17. Naive Bayes — update the odds, one clue at a time¶

Six minutes. Start with base rates. Add word clues. Get a fast probability machine that is wrong in theory and useful in practice.

Built on the ELI5 in 00-eli5.md. The confidence score — starting from a prior and moving as new clues arrive — is the central picture here. Naive Bayes is the model's quick odds-updater.

The picture before math¶

See. An email arrives. Before reading the words, the model already knows base rates. Ham is common. Spam is rarer. So the model starts with a prior. Then new clues arrive. "Free money." "Urgent." "Click here." Each clue pushes the odds.

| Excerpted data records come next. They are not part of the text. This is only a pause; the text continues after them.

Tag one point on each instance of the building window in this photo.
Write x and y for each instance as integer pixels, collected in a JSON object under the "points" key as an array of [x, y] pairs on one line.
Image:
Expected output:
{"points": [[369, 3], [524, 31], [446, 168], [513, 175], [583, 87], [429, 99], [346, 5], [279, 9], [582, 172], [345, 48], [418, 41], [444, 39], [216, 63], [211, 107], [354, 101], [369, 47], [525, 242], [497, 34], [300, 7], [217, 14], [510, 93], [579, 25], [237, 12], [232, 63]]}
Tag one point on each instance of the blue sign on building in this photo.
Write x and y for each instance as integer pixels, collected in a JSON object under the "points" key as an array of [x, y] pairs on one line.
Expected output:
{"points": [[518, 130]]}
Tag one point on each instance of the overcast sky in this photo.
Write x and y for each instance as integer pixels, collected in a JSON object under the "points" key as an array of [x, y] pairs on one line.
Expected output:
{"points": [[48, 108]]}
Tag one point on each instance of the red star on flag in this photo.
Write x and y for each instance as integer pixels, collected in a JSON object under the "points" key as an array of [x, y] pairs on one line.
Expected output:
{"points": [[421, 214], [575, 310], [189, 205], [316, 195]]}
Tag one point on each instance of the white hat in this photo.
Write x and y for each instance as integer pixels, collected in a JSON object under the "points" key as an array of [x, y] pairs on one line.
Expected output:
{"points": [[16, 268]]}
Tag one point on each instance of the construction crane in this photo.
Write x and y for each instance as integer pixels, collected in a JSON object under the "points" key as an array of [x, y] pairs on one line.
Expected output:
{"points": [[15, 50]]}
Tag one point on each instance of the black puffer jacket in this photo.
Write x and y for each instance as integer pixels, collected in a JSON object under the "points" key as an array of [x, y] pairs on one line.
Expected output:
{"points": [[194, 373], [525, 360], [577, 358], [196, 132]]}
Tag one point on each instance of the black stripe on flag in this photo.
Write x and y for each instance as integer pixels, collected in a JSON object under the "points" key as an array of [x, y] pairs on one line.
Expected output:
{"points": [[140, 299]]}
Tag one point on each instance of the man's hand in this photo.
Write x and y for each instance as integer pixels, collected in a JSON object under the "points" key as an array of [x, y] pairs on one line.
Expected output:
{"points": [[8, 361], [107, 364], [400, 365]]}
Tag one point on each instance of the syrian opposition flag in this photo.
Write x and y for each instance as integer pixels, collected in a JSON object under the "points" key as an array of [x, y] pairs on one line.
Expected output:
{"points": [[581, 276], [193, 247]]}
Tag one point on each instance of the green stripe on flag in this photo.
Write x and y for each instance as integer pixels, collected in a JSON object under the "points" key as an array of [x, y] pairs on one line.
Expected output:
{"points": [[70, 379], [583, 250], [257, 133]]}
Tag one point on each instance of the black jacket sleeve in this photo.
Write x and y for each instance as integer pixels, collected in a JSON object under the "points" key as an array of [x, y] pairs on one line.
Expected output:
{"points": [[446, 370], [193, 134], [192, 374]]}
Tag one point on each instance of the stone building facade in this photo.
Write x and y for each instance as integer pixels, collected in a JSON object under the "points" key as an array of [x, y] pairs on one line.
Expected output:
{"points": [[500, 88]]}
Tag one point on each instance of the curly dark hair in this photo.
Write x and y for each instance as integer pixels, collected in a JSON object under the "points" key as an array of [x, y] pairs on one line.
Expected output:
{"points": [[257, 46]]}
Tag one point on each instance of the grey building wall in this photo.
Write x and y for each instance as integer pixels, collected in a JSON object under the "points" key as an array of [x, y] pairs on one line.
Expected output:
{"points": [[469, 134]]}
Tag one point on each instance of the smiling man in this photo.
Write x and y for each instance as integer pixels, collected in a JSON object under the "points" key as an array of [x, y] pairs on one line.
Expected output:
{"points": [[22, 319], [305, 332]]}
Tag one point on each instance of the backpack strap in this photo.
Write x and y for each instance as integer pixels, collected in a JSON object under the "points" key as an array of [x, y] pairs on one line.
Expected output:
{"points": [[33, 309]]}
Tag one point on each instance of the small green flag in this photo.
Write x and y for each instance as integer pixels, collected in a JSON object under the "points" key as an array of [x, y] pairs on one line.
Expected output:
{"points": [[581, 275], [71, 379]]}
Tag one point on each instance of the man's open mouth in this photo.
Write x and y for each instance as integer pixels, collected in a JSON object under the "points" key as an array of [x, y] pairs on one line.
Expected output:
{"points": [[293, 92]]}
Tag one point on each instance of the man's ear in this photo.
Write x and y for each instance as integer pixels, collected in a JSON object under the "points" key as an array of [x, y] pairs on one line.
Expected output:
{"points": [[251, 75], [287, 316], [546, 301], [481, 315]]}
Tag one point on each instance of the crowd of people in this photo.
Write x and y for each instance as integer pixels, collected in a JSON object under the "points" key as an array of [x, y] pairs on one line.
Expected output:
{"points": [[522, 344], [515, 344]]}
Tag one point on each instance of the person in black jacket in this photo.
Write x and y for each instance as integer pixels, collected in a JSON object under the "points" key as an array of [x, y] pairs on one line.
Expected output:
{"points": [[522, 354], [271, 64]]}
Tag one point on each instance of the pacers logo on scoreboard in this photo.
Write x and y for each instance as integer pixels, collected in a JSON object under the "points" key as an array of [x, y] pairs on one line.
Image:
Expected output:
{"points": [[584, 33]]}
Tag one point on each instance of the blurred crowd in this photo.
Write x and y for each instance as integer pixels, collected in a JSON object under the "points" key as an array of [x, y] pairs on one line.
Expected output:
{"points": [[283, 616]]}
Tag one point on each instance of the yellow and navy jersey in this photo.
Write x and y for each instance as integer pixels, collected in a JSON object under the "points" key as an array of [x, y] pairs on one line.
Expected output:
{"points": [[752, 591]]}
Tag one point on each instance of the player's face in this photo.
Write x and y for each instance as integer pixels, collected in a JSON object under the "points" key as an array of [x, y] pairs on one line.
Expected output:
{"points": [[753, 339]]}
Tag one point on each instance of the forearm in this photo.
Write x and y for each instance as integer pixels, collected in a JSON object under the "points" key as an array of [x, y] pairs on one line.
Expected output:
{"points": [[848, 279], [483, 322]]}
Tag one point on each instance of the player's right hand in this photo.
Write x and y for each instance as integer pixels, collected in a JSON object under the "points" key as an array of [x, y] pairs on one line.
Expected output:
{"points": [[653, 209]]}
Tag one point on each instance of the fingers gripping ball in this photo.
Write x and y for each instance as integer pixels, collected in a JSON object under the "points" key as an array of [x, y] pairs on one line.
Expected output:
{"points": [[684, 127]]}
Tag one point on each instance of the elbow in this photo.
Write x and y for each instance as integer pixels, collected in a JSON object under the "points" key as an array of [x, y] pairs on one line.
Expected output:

That is Bayes.

prior  +  word clues  →  updated belief
 40%        data      →      91%

The prediction is the class with highest posterior probability. The confidence score is that posterior itself. So what is the "naive" part? It assumes the clues are independent given the class. That is often false. Yet the model still works surprisingly well.

Bayes' theorem in one breath¶

For a class C and features x:

P(C | x) = P(x | C) P(C) / P(x)

In classification, we usually compare classes. P(x) is the same for all classes. So we use:

P(C | x) ∝ P(x | C) P(C)

Read it like this: - P(C) = prior before reading the email - P(x | C) = how likely these words are if class C is true - P(C | x) = updated belief after seeing the words The theorem is simple. Estimating P(x | C) is the hard part.

Why it is called "naive"¶

Suppose the words are: - free - click - urgent These are not independent. If "free" appears, "click" becomes more likely. If "urgent" appears, "click" may also become more likely. Naive Bayes ignores these correlations. It says:

P(x1, x2, x3 | C) ≈ P(x1 | C) P(x2 | C) P(x3 | C)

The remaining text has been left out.